LARGE FINE WOVEN DAMASK LINEN TABLECLOTH
LATE 17TH / EARLY 18TH CENTURY
Estimate: £300 - £500
Auction: Session Two - Thursday 20th February at 10am
Description
probably Northern European, woven with a complex design of animals, birds and mythical beasts within a foliate ground, border of rosettes and arabesques with a chequered outer edge, selvedge edges and hemmed by hand to top and bottom edges with very fine stitching, inside a fitted long pine box with a roller
Dimensions
294cm long, 174cm wide
Provenance
The Murray family, formerly at Dollerie House, Crieff, Perthshire
Footnote
Note: This linen was likely woven in one of the countries fringing the North Sea, possibly Scotland, England or the Low Countries. Damask linens from those nations at the end of the seventeenth century have similar designs and weaving styles. The pattern of this piece, with motifs of heraldic beasts and stags, does suggest a possible Scottish origin. This lot is offered by a member of the Murray family, formerly at Dollerie House, Crieff, Perthshire.
In the early sixteenth century damask table linen, with its elaborate reversible patterns, had been reserved for the church and the upper echelons of society, including royalty, the nobility and the very rich. As the century progressed, however, the textile industry grew, with linen weaving centres flourishing in Flanders in the Southern Netherlands and Haarlem in Holland.
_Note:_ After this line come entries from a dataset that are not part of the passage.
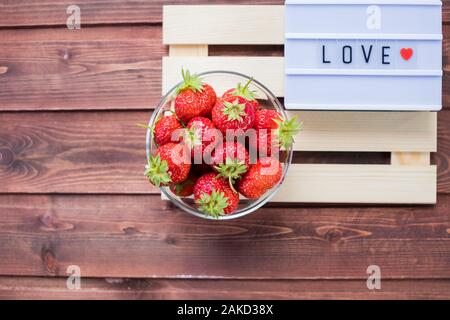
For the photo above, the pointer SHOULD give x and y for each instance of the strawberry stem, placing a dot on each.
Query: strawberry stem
(157, 171)
(286, 131)
(244, 91)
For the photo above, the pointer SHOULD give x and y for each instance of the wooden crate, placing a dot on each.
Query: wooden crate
(410, 137)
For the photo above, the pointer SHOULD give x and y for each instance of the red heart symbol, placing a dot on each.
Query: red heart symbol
(406, 53)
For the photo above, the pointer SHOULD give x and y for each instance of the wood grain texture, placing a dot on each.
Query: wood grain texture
(410, 158)
(123, 288)
(242, 25)
(96, 68)
(53, 12)
(80, 69)
(442, 157)
(142, 236)
(327, 183)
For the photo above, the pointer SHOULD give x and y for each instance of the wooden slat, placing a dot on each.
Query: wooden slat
(73, 152)
(53, 12)
(359, 184)
(442, 157)
(271, 75)
(104, 152)
(142, 236)
(238, 24)
(120, 288)
(188, 50)
(97, 68)
(84, 69)
(366, 131)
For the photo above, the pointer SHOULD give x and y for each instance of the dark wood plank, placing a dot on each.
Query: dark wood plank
(93, 152)
(142, 236)
(100, 68)
(53, 12)
(119, 288)
(104, 152)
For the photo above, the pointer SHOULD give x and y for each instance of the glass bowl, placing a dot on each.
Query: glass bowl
(222, 81)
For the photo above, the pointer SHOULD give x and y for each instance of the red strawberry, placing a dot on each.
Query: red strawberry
(164, 128)
(262, 176)
(214, 197)
(243, 92)
(201, 168)
(185, 188)
(231, 160)
(201, 133)
(194, 98)
(233, 114)
(170, 164)
(264, 144)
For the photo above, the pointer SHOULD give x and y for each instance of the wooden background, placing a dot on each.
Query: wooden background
(72, 190)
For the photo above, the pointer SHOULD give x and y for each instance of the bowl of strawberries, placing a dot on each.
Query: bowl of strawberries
(219, 144)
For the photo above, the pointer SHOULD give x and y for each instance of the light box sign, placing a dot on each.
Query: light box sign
(363, 55)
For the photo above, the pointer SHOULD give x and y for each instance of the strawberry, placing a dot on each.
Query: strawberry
(265, 119)
(231, 160)
(261, 176)
(243, 92)
(164, 128)
(201, 133)
(194, 98)
(214, 197)
(185, 188)
(233, 113)
(170, 164)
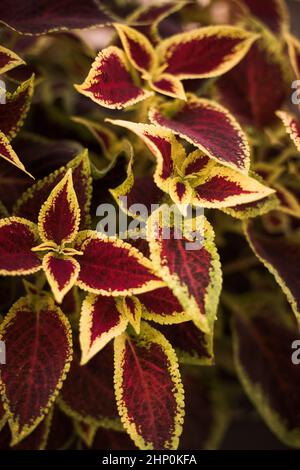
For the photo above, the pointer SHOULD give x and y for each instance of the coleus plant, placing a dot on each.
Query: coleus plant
(114, 343)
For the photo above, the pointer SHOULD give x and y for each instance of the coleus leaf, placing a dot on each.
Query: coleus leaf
(193, 179)
(192, 346)
(258, 86)
(292, 126)
(208, 126)
(109, 82)
(262, 352)
(148, 388)
(110, 266)
(289, 202)
(37, 439)
(161, 306)
(131, 309)
(193, 274)
(61, 273)
(273, 13)
(38, 336)
(147, 17)
(104, 136)
(168, 85)
(59, 216)
(41, 19)
(138, 48)
(29, 204)
(87, 394)
(86, 432)
(204, 52)
(100, 321)
(217, 186)
(7, 152)
(280, 255)
(14, 110)
(8, 60)
(17, 238)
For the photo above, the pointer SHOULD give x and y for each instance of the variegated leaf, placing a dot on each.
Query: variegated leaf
(59, 216)
(110, 266)
(100, 321)
(188, 262)
(292, 126)
(208, 126)
(109, 82)
(61, 273)
(148, 388)
(204, 52)
(38, 336)
(29, 204)
(138, 48)
(17, 238)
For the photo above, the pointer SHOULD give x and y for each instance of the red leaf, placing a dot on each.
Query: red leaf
(87, 394)
(169, 85)
(61, 273)
(109, 82)
(139, 50)
(209, 127)
(8, 60)
(204, 52)
(33, 18)
(17, 237)
(59, 216)
(110, 266)
(258, 86)
(148, 389)
(100, 321)
(38, 340)
(224, 187)
(30, 202)
(14, 110)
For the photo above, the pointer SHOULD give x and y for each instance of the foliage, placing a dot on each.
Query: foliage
(121, 343)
As a result, the use of table linen by merchants, tradesmen, and others of the middle and upper classes grew, so that by 1600 most of these households had at least one complete set of table linen, comprising one or more tablecloths, and a number of napkins. Household inventories of the time, often listing more napkins and tablecloths than sheets and pillowcases, show the importance of table linen in households. Such items were accumulated by families over many years and passed down the generations.